3人制の女子バスケットボール日本代表で、聖和学園(宮城)の今野紀花(3年)が、米国の強豪ルイビル大(ケンタッキー州)に進学することが、21日までに決まった。今年4月には日本代表候補1次合宿に、高校生ながら選出された逸材。今年7月のジャカルタ・アジア大会では3×3日本代表として銀メダルを獲得。同10月のU18アジア選手権でも同年代の中心選手として準優勝に導いた。米国の新しい環境で心身ともに鍛え、2020年東京オリンピック(五輪)の日本代表入りにも挑む。

今野が、世界に羽ばたく決断をした。すべては日本代表のために。ジョージワシントン大からNBAメンフィス・グリズリーズ入りした渡辺雄太(24)や、明成(宮城)で全国制覇してゴンザガ大で活躍する八村塁(20)の背中を追うが、女子では極めて異例の挑戦。2年後に迫る東京五輪に向け、すべてを成長につなげるつもりだ。

きっかけは昨年6月に参加した「NIKEオールアジアキャンプ」(中国・東莞)だった。アジア各国から男女約100人が集った中で最優秀選手に選出。米関係者から留学を薦められ、世界一の強豪国への志向が少しずつ高まった。以降は、聖和学園の小野裕ヘッドコーチ(HC、42)の知人を通じ、自身のプレーをまとめた映像を送り続けた。複数の大学からオファーが届き、今秋には現地に視察訪問。一番熱心に誘いを受けたルイビル大の環境面や、昨季全米4強のレベルの高さから、最終選択に至った。小野HCも「女子としては初めてのパターンなので、うまくいくかは本人次第。チャレンジするポジティブな思いは、今後につながる。すぐに結果を出せば、日本代表にも近づけると思う」と期待する。

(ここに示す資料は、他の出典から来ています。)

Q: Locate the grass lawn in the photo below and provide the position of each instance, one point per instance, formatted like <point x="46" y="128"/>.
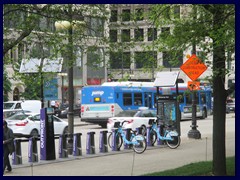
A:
<point x="197" y="169"/>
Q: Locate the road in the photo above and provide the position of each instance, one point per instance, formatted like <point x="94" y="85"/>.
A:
<point x="125" y="162"/>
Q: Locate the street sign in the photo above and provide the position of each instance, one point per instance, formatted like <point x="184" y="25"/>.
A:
<point x="51" y="90"/>
<point x="193" y="85"/>
<point x="193" y="67"/>
<point x="166" y="79"/>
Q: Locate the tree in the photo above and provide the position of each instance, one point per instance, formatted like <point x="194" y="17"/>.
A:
<point x="212" y="29"/>
<point x="32" y="26"/>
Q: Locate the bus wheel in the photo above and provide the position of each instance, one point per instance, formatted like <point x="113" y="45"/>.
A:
<point x="204" y="115"/>
<point x="103" y="125"/>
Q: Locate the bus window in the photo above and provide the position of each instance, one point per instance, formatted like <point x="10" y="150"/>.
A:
<point x="181" y="100"/>
<point x="127" y="99"/>
<point x="188" y="99"/>
<point x="203" y="98"/>
<point x="138" y="99"/>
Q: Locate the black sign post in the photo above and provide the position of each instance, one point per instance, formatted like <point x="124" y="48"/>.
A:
<point x="47" y="142"/>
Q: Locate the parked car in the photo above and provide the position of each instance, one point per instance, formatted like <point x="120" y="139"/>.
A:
<point x="134" y="118"/>
<point x="28" y="124"/>
<point x="28" y="105"/>
<point x="230" y="106"/>
<point x="62" y="112"/>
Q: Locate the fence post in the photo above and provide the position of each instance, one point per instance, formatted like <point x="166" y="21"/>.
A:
<point x="17" y="155"/>
<point x="77" y="144"/>
<point x="32" y="150"/>
<point x="90" y="143"/>
<point x="103" y="146"/>
<point x="128" y="136"/>
<point x="63" y="152"/>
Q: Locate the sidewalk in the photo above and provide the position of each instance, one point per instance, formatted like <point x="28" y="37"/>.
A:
<point x="127" y="163"/>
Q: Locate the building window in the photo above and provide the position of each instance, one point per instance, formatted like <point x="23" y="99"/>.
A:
<point x="96" y="26"/>
<point x="139" y="14"/>
<point x="170" y="62"/>
<point x="113" y="17"/>
<point x="125" y="35"/>
<point x="119" y="60"/>
<point x="138" y="35"/>
<point x="79" y="53"/>
<point x="126" y="15"/>
<point x="95" y="57"/>
<point x="165" y="31"/>
<point x="152" y="34"/>
<point x="113" y="35"/>
<point x="145" y="59"/>
<point x="177" y="12"/>
<point x="127" y="99"/>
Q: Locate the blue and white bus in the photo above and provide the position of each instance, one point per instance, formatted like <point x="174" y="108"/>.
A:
<point x="103" y="101"/>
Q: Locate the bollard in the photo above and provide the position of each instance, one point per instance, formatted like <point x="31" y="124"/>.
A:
<point x="160" y="130"/>
<point x="139" y="130"/>
<point x="90" y="143"/>
<point x="103" y="146"/>
<point x="115" y="140"/>
<point x="32" y="150"/>
<point x="149" y="143"/>
<point x="17" y="155"/>
<point x="63" y="152"/>
<point x="128" y="136"/>
<point x="77" y="145"/>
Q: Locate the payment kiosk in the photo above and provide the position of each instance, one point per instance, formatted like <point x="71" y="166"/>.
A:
<point x="47" y="142"/>
<point x="167" y="105"/>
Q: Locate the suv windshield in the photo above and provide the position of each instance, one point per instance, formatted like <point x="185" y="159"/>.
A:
<point x="130" y="113"/>
<point x="18" y="117"/>
<point x="7" y="105"/>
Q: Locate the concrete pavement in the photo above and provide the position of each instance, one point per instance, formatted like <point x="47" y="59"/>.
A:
<point x="127" y="163"/>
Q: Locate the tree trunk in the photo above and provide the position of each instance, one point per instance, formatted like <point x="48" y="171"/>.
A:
<point x="219" y="104"/>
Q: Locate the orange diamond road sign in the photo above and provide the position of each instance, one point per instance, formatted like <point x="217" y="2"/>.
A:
<point x="193" y="85"/>
<point x="193" y="67"/>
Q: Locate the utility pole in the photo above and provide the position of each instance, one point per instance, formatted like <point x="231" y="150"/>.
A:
<point x="194" y="133"/>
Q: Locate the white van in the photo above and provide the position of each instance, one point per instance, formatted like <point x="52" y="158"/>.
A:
<point x="28" y="105"/>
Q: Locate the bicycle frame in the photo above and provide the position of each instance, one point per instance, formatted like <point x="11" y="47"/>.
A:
<point x="121" y="132"/>
<point x="166" y="136"/>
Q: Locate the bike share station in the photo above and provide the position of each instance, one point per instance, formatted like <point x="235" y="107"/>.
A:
<point x="168" y="113"/>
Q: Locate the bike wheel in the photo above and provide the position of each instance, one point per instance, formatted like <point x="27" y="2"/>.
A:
<point x="141" y="146"/>
<point x="119" y="141"/>
<point x="153" y="137"/>
<point x="174" y="143"/>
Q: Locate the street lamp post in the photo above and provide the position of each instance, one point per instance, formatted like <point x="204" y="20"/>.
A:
<point x="62" y="88"/>
<point x="194" y="132"/>
<point x="68" y="25"/>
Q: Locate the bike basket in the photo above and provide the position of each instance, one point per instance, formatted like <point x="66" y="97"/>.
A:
<point x="151" y="121"/>
<point x="116" y="124"/>
<point x="173" y="133"/>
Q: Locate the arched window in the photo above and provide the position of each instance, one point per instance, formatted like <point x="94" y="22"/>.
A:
<point x="16" y="94"/>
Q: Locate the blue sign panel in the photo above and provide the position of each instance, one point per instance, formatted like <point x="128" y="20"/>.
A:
<point x="50" y="90"/>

同大のワルツヘッド・コーチも「彼女のスタイルは速いペースの試合に適合しており、すぐに仲間に認められることは間違いない」と評価。4月に日本代表合宿に参加した際も、トム・ホーバスHC(51)から「体は強く、プレーも面白い。代表のチャンスがある」と素質を認められた。

来月23日開幕の全国選手権が高校生活最後の大会となる。同校最高4強を超える宮城県勢初優勝が目標。来年9月の入学前に、まずは日本でのNO・1獲得で、米留学への自信も得る。

◆今野紀花(こんの・のりか)2000年(平12)5月1日、東京・杉並区生まれ。仙台・七北田小3年時に、将監ミニバスケットボール少年団で競技開始。七北田中を経て、聖和学園では1年から出場。178センチのオールラウンダーで、キレのあるドライブに加え、相手をかわしながら片手でジャンプシュートも放てる技術も兼ね備える。愛称は勝利の花を咲かす存在になる願いを込めて名付けられた「サク」。右利き。